Las cosas derivan su ser y su naturaleza
de su mutua dependencia;
en sí y por sí no son nada.
Nagarjuna
En la idea que personalmente tengo del arte, «decir» no significa necesariamente «comunicar». Es por eso que sobre todo he recurrido a la poesía escrita —que circunda más estrictamente al silencio del decir, del escribir y de la lectura misma— y a las imágenes abstractas, que no comunican explícitamente nada sino más bien algo que va más allá de todo lenguaje, y que, por lo tanto, aun si quedamente, están diciendo mucho. Por la misma razón, en algunas de mis performances e instalaciones, apelo a los sonidos más que a la música compuesta, salvo en una ocasión cuando usé un fragmento de John Cage, todo llevado, sin embargo, hasta el límite del silencio. Es por todo ello —ya que ésta es mi verdadera naturaleza— que, de un lado, me he aproximado al budismo zen y, del otro, a la historia y a la filosofía de la ciencia.
Todo esto, junto con otras formas de creatividad y de saber que no es el caso enumerar aquí, han hecho de mí lo que probablemente deseaba ser: un encuentro de culturas que, paralelamente a aquello histórico y biológico implícito en mis orígenes, me ha conferido una visión más completa y armoniosa de la realidad. Por desgracia, casi nunca encuentro un equivalente de esta visión en el mundo real donde vivimos. En esta realidad, tan escindida como paradójica, ¿qué sentido puede tener un trabajo como el mío? ¿Y de qué modo el hecho de haber nacido en uno de los países más antiguos y desventurados del planeta puede avalar o desautorizar una posición como la mía? Se podría decir que la investigación artística, al igual que la científica, es una actividad separada de la problemática existencial, sea ella privada o colectiva.

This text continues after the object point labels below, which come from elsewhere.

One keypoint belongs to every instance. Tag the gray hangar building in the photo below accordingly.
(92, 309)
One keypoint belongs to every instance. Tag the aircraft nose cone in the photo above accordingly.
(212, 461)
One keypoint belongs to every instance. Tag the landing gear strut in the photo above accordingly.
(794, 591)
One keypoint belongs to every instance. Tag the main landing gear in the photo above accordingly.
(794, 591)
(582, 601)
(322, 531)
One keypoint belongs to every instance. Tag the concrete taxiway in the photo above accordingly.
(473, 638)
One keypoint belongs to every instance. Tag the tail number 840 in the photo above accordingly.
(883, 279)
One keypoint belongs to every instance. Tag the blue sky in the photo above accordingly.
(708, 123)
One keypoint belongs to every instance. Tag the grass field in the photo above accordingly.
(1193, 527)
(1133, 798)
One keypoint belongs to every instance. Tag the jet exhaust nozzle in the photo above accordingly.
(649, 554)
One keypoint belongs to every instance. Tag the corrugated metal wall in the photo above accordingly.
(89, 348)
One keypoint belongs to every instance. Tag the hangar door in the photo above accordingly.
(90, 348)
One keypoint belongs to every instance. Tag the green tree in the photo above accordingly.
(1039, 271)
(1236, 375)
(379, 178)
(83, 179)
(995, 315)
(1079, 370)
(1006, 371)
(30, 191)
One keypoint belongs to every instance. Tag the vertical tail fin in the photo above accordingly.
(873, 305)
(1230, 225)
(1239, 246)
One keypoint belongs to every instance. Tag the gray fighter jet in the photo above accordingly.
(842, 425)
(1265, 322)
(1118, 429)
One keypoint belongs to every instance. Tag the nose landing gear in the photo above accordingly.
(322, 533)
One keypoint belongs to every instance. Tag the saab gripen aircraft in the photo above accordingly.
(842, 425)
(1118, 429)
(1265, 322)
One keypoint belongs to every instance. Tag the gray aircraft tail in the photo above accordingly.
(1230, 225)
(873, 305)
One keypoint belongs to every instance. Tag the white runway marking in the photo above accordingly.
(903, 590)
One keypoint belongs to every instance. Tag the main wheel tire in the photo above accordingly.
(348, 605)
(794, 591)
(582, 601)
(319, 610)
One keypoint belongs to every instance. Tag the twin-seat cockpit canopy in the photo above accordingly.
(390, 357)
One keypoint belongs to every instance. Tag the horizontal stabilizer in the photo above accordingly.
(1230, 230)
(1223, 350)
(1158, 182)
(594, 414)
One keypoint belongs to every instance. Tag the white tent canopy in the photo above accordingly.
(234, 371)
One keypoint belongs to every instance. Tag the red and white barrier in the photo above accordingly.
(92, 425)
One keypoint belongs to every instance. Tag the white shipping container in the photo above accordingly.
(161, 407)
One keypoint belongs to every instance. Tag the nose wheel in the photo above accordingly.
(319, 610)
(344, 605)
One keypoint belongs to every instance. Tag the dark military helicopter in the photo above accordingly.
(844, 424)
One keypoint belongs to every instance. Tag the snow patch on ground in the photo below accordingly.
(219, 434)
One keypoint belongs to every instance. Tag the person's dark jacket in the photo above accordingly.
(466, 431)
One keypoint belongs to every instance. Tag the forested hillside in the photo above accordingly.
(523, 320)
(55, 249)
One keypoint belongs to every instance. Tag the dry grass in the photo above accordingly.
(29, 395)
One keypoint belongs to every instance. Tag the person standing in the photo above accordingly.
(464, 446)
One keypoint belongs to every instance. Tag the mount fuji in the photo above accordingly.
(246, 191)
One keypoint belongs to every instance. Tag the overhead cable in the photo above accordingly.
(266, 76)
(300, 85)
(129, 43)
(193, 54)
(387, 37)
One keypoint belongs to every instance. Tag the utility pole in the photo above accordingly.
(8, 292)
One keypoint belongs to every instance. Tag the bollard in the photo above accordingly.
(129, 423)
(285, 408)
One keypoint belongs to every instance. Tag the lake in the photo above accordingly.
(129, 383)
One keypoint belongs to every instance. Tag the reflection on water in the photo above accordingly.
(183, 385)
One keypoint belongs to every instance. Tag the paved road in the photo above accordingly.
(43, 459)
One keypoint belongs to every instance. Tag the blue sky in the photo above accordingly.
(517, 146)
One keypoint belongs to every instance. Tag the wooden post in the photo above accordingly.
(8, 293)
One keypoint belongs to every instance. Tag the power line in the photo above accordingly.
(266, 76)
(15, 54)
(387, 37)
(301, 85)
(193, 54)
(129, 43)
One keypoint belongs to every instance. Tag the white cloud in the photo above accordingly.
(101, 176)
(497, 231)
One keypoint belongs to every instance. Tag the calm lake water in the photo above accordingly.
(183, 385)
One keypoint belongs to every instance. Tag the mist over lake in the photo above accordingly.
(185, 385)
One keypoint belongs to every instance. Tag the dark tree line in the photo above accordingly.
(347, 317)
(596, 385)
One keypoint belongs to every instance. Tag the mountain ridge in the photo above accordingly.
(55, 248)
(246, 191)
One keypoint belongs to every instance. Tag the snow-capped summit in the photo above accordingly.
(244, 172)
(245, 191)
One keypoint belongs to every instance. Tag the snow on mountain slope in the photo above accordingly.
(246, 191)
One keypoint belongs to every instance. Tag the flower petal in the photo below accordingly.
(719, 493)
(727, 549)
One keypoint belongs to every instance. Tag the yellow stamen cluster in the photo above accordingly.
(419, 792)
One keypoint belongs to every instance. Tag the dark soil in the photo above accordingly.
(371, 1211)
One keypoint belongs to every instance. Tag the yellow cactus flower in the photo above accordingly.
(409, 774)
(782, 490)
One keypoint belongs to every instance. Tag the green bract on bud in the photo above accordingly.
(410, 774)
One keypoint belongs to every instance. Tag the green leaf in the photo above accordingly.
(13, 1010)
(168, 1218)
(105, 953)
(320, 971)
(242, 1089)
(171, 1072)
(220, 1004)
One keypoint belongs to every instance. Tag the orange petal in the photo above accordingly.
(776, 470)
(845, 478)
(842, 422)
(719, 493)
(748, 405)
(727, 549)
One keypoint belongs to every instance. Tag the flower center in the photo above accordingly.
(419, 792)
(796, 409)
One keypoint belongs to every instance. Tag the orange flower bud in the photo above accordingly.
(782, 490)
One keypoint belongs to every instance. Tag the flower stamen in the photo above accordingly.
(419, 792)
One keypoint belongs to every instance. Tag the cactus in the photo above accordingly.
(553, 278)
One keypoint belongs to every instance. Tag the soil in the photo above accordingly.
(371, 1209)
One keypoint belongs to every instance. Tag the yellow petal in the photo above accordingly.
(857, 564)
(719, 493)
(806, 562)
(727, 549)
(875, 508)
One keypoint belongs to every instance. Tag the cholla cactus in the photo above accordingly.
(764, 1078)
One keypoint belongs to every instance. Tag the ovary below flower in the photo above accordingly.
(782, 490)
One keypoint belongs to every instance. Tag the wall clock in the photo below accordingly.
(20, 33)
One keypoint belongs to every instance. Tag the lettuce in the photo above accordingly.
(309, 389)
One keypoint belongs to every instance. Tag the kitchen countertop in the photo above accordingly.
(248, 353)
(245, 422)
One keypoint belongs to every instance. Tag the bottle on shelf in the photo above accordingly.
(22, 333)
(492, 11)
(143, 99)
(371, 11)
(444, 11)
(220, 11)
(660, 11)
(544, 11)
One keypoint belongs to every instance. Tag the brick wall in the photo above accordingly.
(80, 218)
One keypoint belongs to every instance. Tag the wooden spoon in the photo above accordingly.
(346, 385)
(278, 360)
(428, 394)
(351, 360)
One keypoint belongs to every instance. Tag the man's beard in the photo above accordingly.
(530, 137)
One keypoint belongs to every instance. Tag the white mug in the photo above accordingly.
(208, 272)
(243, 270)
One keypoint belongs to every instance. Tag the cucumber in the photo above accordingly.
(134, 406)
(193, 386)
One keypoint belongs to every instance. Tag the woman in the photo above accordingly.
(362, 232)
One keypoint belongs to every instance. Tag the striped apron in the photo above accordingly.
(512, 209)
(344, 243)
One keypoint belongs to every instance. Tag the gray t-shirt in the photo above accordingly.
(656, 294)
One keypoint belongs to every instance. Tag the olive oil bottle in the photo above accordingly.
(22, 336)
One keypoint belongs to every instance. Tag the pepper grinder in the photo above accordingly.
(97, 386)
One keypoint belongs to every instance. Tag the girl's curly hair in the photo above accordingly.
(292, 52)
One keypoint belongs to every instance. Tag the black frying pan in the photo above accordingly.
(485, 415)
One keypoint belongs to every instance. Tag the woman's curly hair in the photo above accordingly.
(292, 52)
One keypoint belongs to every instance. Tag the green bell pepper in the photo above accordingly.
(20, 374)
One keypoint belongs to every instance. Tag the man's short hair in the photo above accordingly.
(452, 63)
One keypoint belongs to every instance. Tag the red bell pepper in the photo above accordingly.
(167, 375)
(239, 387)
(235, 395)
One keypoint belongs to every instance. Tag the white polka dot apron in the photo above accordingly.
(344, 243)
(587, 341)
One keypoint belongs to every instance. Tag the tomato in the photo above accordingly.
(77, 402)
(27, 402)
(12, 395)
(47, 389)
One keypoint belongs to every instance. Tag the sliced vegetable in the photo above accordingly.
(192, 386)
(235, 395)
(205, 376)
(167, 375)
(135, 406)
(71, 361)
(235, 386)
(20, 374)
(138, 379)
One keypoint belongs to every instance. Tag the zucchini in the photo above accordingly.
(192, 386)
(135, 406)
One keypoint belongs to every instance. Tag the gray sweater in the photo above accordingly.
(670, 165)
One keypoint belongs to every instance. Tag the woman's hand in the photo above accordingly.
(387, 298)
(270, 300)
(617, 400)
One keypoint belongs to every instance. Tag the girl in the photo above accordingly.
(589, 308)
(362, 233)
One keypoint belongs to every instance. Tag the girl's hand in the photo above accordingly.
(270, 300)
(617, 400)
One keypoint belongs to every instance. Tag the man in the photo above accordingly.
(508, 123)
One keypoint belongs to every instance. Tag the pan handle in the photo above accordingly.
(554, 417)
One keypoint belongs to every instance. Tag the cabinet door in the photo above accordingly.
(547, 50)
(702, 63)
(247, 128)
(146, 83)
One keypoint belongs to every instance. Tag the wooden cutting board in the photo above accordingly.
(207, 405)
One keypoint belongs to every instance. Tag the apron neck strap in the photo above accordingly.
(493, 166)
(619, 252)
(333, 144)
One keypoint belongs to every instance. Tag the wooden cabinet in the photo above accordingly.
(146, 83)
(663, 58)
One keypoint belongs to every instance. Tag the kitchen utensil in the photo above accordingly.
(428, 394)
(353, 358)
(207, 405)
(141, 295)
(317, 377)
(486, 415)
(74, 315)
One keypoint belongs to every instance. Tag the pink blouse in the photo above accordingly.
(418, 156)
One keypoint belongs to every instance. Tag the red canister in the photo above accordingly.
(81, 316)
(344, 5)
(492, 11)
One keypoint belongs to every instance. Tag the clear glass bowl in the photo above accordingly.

Pero yo no comparto esta posición. Creo, más bien, que en cada ser humano coexisten, estrictamente ligadas, aspiraciones inconscientes a lo sagrado, a lo maravilloso y a lo mágico, conjuntamente con un indomable instinto de sobrevivencia que, en los mejores, se transforma en solidaridad y defensa de los más humildes. No existe verdadero artista ni verdadero hombre de ciencia desprovisto de esta dimensión humana, a la vez fuente de indignación, de dicha y de inagotables energías creativas. La belleza, fin último del arte, que nace de este humus histórico y humano, debería ser un derecho de todos y un deber para cada artista, como la verdad —otra forma de la belleza— lo es para el hombre de ciencia. Un deber que implica integridad, responsabilidad, generosidad, amor a la naturaleza y al prójimo, además de imaginación, libertad, asombro, curiosidad, paciencia, rebelión, transgresión, humildad.
En lo que a mí se refiere, tal vez mi aparente quehacer múltiple no es más que uno solo: la paciente obra de alguien que emplea diversos códigos lingüísticos —plásticos, sonoros, verbales— para urdir una especie de red, siempre más estrecha, a fin de aferrar la evanescente realidad última —igualmente perseguida por otras vías— con el propósito de hacerla, de alguna manera, beneficiosa para los demás.